Il faudra alors attendre le dernier chapitre pour que parole retrouve « sens », sous son prisme interprétatif mais aussi purement directionnel ; une fois quête terminée, une fois antenne et disque dur paramétrés sur la même fréquence : celle du souvenir-zéro. Celle d’une mémoire du monde prête à se (re)configurer à chaque fin de boucle. Vertigineuse idée d’un absolu animique, à laquelle Weerasethakul répond de la plus bouleversante des manières, revenant à l’essence même du Cinéma, faisant de son dernier chef-d’œuvre une resynchronisation intime et primitive du tandem iconique image/son.

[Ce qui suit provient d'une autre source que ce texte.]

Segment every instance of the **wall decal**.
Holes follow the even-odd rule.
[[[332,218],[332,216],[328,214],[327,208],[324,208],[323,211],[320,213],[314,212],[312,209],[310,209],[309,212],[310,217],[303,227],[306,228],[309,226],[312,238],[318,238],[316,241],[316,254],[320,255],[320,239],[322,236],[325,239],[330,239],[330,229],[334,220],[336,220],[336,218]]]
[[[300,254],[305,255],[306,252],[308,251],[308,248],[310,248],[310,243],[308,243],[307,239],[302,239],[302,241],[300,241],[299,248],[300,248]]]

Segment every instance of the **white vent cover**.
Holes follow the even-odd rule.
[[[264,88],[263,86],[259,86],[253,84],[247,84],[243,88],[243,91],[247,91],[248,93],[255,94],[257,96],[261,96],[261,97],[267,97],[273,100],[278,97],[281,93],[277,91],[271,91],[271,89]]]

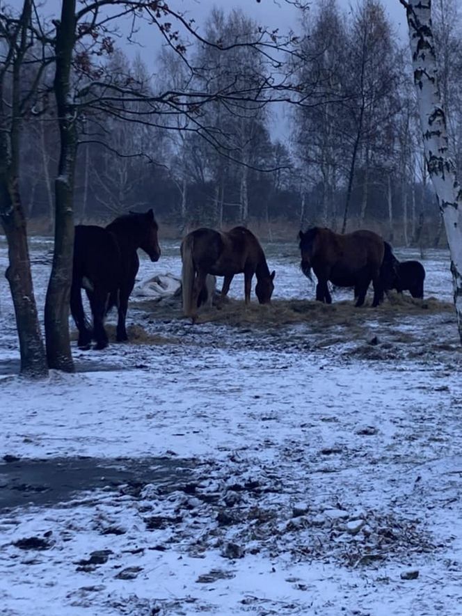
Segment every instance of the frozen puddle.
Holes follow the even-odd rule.
[[[169,492],[190,480],[191,468],[188,461],[168,457],[15,459],[0,465],[0,513],[24,505],[54,505],[78,492],[123,485],[136,490],[152,484]]]

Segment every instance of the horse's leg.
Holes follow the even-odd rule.
[[[250,303],[250,290],[255,270],[253,267],[247,268],[244,271],[244,294],[246,304]]]
[[[380,278],[380,270],[374,271],[372,275],[372,287],[374,287],[372,308],[376,308],[383,301],[383,286]]]
[[[326,281],[326,287],[324,289],[324,300],[326,301],[326,303],[332,303],[332,296],[330,295],[330,292],[329,291],[327,281]]]
[[[332,303],[332,297],[327,287],[327,278],[320,277],[316,285],[316,301]]]
[[[207,295],[207,287],[205,281],[207,280],[206,271],[198,271],[198,275],[194,279],[194,285],[193,287],[193,308],[194,313],[200,305],[200,299],[204,295]]]
[[[131,292],[132,291],[129,291],[128,289],[120,289],[119,291],[118,317],[116,334],[116,340],[118,342],[125,342],[128,340],[125,329],[125,319],[128,310],[128,299]]]
[[[79,330],[77,346],[81,349],[89,349],[91,343],[91,331],[87,327],[80,285],[74,281],[70,288],[70,311]]]
[[[95,289],[89,294],[90,305],[93,315],[93,338],[96,342],[95,349],[105,349],[108,345],[108,338],[104,329],[104,314],[108,300],[108,294],[99,289]]]
[[[234,274],[232,274],[230,276],[225,276],[223,281],[223,287],[221,287],[222,295],[228,295],[228,292],[230,290],[230,285],[231,285],[231,282],[234,277]]]
[[[356,300],[356,303],[355,304],[356,308],[360,308],[360,306],[362,306],[364,303],[364,301],[366,299],[367,289],[369,288],[369,283],[370,283],[370,281],[371,280],[369,276],[363,275],[355,285],[355,289],[358,291],[358,299]]]

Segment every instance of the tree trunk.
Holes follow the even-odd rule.
[[[364,170],[364,177],[363,179],[363,194],[361,196],[361,210],[359,215],[359,228],[362,229],[364,226],[364,221],[366,217],[366,208],[367,207],[367,193],[369,191],[369,161],[367,160],[367,155],[366,154],[366,166]]]
[[[305,210],[306,205],[306,195],[305,191],[302,191],[301,200],[300,201],[300,228],[303,229],[305,224]]]
[[[47,358],[51,368],[74,370],[69,336],[69,299],[74,250],[74,177],[77,149],[76,110],[70,78],[75,43],[75,1],[63,0],[56,25],[56,68],[54,89],[60,132],[58,177],[55,180],[55,230],[53,267],[45,302]]]
[[[451,255],[454,301],[462,342],[462,191],[448,152],[446,116],[438,84],[431,31],[431,1],[401,0],[401,3],[406,8],[427,166],[436,192]]]
[[[343,212],[343,223],[342,224],[342,232],[346,231],[346,222],[348,221],[349,210],[350,208],[350,201],[351,200],[351,192],[353,191],[353,180],[355,177],[355,167],[356,165],[356,157],[358,155],[358,148],[361,136],[360,132],[358,130],[355,139],[354,145],[353,147],[353,152],[351,154],[351,161],[350,163],[350,173],[348,176],[348,187],[346,189],[346,197],[345,198],[345,208]]]
[[[404,246],[409,246],[409,240],[408,239],[408,190],[404,180],[401,182],[401,199],[403,204],[403,239],[404,240]]]
[[[6,278],[15,307],[19,341],[21,374],[42,378],[48,374],[45,347],[33,293],[27,246],[26,217],[19,198],[21,69],[27,45],[32,2],[26,0],[20,19],[20,35],[14,41],[11,104],[6,107],[2,72],[0,80],[0,219],[8,245]]]
[[[4,175],[1,175],[0,212],[8,244],[9,258],[6,276],[10,284],[16,316],[20,373],[29,378],[43,378],[47,376],[48,368],[33,292],[26,218],[17,192],[17,178],[13,180],[16,189],[10,191]]]
[[[81,224],[84,225],[86,221],[88,210],[88,171],[90,170],[90,146],[87,143],[85,146],[85,156],[83,159],[83,198],[82,200],[82,211],[80,215]]]
[[[388,174],[387,177],[387,202],[388,203],[388,238],[390,242],[393,241],[395,233],[393,232],[393,200],[392,194],[392,176]]]
[[[247,180],[248,176],[248,167],[246,166],[247,157],[243,157],[244,165],[241,170],[241,224],[244,227],[248,223],[248,187]]]
[[[187,224],[188,212],[186,210],[186,204],[188,199],[188,182],[186,182],[186,175],[183,175],[183,181],[182,182],[182,203],[181,203],[181,224],[182,228],[186,229]]]
[[[412,237],[412,242],[415,243],[415,228],[416,228],[416,221],[415,221],[415,182],[413,180],[413,188],[411,191],[411,235]]]
[[[39,127],[40,132],[40,151],[42,153],[42,164],[43,165],[43,177],[45,182],[45,187],[47,189],[47,198],[48,200],[48,212],[49,220],[48,221],[48,231],[49,232],[53,230],[53,222],[54,220],[54,210],[53,207],[53,191],[51,190],[51,181],[49,177],[49,169],[48,168],[49,158],[47,153],[47,144],[45,143],[45,130],[43,123],[40,123]]]

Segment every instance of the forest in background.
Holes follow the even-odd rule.
[[[442,96],[459,175],[460,24],[455,0],[434,2]],[[81,118],[76,222],[103,223],[153,207],[164,237],[201,225],[243,223],[262,239],[279,239],[314,224],[340,231],[346,220],[346,230],[366,227],[396,245],[445,245],[421,153],[408,44],[398,40],[382,3],[363,0],[344,14],[335,2],[313,3],[298,28],[301,54],[309,61],[294,62],[290,78],[309,84],[310,95],[305,103],[286,105],[283,118],[283,103],[243,100],[237,113],[215,97],[207,107],[206,129],[199,131],[193,117],[185,122],[174,113],[153,125],[140,100],[125,104],[136,118],[129,122],[88,101]],[[250,40],[258,29],[241,12],[221,9],[206,24],[207,40],[221,46]],[[196,39],[188,54],[201,67],[195,79],[202,92],[219,91],[221,80],[234,79],[242,88],[263,71],[245,46],[214,52]],[[191,71],[168,47],[154,59],[142,52],[129,59],[114,47],[106,70],[120,88],[136,84],[154,95],[193,86]],[[20,184],[33,232],[53,228],[59,151],[54,117],[50,109],[30,114],[23,124]],[[276,140],[272,127],[281,122],[287,134]],[[216,135],[225,135],[225,146]]]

Il n’y a alors plus qu’un pas pour dire qu’à ses yeux, et aux miens, Cinéma se fait vecteur de reconnexion à soi comme au monde. Et avec Memoria, on dirait bien que c’est le cas. Pour s’en convaincre, ne reste plus qu’à se laisser porter par la conclusion du film, stratosphérique, preuve encore une fois que Weerasethakul signe bien les plus belles fins de cinéma.
En salles à partir du 17 Novembre 2021.
N.B : Papier basé sur des souvenirs vagues mais vénéneux d’une séance de juillet 2021, l’une des plus puissantes qu’il m’ait été donné d’assister.